Po niespełna miesiącu przerwy spowodowanej kontuzją żeber bramkarz reprezentacji Polski, Wojciech Szczęsny, wraca do składu Arsenalu. W najbliższą sobotę „Kanonierzy” zmierzą się na własnym boisku z zamykającym tabelę Southampton. Być może na to spotkanie zdążą wykurować się również Abou Diaby i Theo Walcott.
Wychowanek Agrykoli Warszawa zagrał w tym sezonie w lidze tylko w pierwszym meczu z Sunderlandem, który zakończył się bezbramkowym remisem. Szczęsny wystąpił również w towarzyskim spotkaniu Polski z Estonią. Później polski bramkarz nabawił się kontuzji żeber, która wykluczyła go z gry na cztery tygodnie. Niestety, z pecha kolegi z drużyny nie skorzystał nasz drugi golkiper, Łukasz Fabiański, który także był kontuzjowany.

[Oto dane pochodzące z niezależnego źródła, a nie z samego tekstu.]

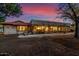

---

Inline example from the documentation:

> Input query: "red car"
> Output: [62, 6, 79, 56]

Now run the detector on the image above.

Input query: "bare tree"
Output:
[58, 3, 79, 38]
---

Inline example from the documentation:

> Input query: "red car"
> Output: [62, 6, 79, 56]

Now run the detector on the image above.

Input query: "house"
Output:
[0, 20, 71, 35]
[2, 21, 30, 35]
[30, 20, 71, 33]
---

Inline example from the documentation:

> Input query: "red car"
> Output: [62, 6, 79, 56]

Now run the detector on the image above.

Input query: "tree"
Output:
[58, 3, 79, 38]
[0, 3, 22, 22]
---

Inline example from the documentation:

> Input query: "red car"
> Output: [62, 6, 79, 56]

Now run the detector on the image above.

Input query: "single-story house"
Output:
[30, 20, 71, 33]
[0, 20, 30, 35]
[0, 20, 72, 35]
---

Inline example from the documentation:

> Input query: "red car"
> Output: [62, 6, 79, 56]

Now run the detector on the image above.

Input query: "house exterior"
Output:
[30, 20, 71, 34]
[0, 20, 72, 35]
[1, 21, 30, 35]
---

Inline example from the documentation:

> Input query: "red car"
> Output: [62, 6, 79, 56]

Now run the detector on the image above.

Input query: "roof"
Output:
[2, 20, 71, 27]
[2, 20, 30, 26]
[30, 20, 71, 26]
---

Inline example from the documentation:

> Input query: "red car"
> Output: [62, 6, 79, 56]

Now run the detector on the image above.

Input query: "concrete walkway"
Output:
[18, 33, 74, 38]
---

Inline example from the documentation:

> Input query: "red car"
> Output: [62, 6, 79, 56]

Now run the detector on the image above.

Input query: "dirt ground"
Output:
[0, 33, 79, 56]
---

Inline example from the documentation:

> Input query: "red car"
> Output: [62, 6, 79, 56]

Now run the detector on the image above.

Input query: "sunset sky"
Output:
[6, 3, 72, 23]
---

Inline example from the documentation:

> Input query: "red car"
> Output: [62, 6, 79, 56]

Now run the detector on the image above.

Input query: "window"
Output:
[33, 26, 48, 32]
[58, 27, 61, 31]
[45, 26, 49, 32]
[53, 26, 57, 31]
[17, 26, 27, 31]
[50, 26, 53, 32]
[0, 25, 3, 32]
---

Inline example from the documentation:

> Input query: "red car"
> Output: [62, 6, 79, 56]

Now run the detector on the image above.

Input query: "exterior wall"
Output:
[0, 25, 4, 34]
[31, 25, 71, 34]
[4, 25, 17, 34]
[3, 25, 71, 35]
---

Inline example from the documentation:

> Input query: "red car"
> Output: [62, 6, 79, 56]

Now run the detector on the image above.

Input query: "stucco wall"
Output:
[4, 25, 17, 34]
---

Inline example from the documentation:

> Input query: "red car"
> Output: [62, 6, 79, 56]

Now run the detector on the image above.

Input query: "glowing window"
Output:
[45, 27, 49, 31]
[36, 27, 41, 30]
[53, 26, 57, 31]
[17, 26, 26, 31]
[58, 27, 61, 31]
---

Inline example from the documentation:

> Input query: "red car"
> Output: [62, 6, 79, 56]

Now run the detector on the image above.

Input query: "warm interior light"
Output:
[44, 26, 49, 32]
[58, 27, 61, 31]
[17, 26, 26, 31]
[36, 27, 41, 30]
[41, 26, 45, 29]
[53, 26, 57, 31]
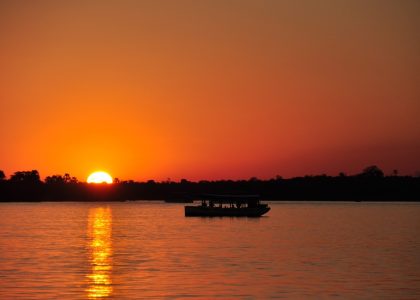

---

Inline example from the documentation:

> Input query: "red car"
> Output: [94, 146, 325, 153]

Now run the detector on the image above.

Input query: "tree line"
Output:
[0, 166, 419, 201]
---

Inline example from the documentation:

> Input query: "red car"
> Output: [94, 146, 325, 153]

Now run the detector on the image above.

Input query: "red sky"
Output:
[1, 0, 419, 181]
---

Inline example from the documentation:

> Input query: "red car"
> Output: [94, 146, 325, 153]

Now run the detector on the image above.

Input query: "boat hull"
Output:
[185, 205, 270, 217]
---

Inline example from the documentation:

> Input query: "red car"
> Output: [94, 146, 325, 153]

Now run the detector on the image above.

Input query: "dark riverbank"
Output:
[1, 175, 419, 202]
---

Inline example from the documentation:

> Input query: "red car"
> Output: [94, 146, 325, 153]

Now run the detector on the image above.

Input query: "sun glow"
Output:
[87, 207, 113, 298]
[87, 171, 113, 184]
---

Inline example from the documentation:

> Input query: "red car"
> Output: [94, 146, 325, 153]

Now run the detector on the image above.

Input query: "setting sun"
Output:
[87, 171, 113, 184]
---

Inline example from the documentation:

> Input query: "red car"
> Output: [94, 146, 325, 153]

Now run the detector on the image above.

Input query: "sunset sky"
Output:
[1, 0, 419, 181]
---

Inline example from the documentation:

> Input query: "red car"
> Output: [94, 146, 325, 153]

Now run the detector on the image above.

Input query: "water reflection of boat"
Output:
[185, 194, 270, 217]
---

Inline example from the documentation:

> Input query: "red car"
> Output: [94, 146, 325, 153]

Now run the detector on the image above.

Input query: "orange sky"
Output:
[1, 0, 419, 181]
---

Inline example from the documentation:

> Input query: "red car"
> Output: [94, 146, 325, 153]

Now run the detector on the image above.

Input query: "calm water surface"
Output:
[0, 201, 419, 299]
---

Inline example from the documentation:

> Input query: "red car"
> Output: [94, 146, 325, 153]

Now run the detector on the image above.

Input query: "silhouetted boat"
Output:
[185, 194, 270, 217]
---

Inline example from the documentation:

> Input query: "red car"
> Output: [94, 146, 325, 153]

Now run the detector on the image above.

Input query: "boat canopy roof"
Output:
[199, 194, 260, 203]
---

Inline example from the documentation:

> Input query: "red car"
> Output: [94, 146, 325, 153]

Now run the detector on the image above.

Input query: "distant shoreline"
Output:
[1, 199, 419, 203]
[1, 176, 419, 202]
[1, 166, 419, 202]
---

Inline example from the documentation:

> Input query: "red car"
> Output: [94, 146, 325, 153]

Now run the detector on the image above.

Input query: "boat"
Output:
[185, 194, 270, 217]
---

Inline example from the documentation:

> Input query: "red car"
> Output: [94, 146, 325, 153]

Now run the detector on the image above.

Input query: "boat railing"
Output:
[198, 194, 262, 208]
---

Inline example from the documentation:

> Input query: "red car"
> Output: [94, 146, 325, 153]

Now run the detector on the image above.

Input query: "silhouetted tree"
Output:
[63, 173, 71, 183]
[10, 170, 41, 183]
[45, 175, 65, 184]
[360, 165, 384, 178]
[45, 173, 78, 184]
[64, 173, 78, 183]
[0, 170, 5, 181]
[249, 177, 259, 182]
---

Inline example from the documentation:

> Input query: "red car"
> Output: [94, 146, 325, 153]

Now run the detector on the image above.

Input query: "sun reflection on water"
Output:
[87, 207, 113, 298]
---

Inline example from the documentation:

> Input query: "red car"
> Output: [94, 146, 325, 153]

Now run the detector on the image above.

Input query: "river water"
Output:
[0, 201, 419, 299]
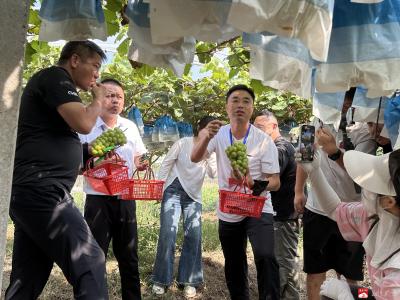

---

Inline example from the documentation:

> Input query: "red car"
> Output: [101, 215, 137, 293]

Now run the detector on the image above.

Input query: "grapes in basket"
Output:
[225, 142, 248, 176]
[91, 128, 127, 157]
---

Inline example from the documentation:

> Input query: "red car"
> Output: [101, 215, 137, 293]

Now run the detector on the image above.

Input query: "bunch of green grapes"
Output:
[225, 142, 248, 175]
[91, 128, 127, 157]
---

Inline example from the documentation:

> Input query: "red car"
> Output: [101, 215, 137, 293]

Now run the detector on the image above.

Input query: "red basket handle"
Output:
[231, 176, 250, 194]
[85, 153, 124, 171]
[131, 166, 156, 180]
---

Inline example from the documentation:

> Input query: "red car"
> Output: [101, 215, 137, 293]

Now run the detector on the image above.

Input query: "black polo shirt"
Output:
[270, 136, 297, 221]
[13, 66, 82, 192]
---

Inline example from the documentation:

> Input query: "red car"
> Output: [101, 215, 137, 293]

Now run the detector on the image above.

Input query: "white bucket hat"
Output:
[343, 133, 400, 197]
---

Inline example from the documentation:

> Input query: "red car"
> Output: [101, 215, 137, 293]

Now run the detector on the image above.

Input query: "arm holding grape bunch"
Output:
[89, 127, 127, 157]
[225, 142, 280, 191]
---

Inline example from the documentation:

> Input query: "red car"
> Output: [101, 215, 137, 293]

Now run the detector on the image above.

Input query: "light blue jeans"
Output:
[152, 178, 203, 287]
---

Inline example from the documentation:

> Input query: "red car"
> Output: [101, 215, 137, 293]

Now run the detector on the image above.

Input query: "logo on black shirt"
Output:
[68, 90, 78, 97]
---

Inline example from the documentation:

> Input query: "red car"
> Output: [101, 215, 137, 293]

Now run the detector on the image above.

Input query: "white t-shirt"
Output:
[347, 122, 377, 155]
[157, 137, 217, 203]
[306, 121, 370, 215]
[79, 116, 147, 195]
[306, 151, 361, 215]
[207, 124, 280, 222]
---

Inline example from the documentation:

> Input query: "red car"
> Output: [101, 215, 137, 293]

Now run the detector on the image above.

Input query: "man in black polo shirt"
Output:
[6, 41, 109, 300]
[254, 110, 300, 300]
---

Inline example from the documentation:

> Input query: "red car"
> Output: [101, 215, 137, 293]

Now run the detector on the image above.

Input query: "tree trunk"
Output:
[0, 0, 29, 290]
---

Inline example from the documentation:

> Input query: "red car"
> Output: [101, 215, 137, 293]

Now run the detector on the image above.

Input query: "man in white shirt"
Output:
[191, 84, 281, 300]
[80, 79, 147, 300]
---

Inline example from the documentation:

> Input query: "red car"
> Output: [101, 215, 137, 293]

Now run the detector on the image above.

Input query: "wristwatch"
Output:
[328, 148, 342, 161]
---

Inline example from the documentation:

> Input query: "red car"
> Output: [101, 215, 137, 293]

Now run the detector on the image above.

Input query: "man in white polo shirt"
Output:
[80, 78, 147, 300]
[191, 84, 281, 300]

W tej sytuacji Arsene Wenger musiał postawić na Vito Mannone. Włoch nie popełniał podczas swoich występów rażących błędów. Pod nieobecność Polaków na ławce rezerwowych zasiadł dwudziestoletni Damian Martinez.
Wojciech Szczęsny nie otrzymał powołania na ostatnie mecze naszej reprezentacji przeciw Czarnogórze i Mołdawii, aby móc w spokoju poddać się rehabilitacji. Fabiański przyjechał na zgrupowanie kadry i opuścił je z kolejną kontuzją. Były gracz warszawskiej Legii nadwerężył ramię. Z tego powodu nie jest brany pod uwagę przy ustalaniu składu na mecz z Southampton.
Uraz drugiego z polskich golkiperów na pewno nie cieszy francuskiego szkoleniowca Arsenalu, ale ma on za to inne powody do radości. Fizjoterapeuci „Kanonierów” twierdzą, że w ciągu dwóch lub trzech tygodni Tomas Rosicky, Jack Wilshere i Bacary Sagna mają być już w pełni zdrowi.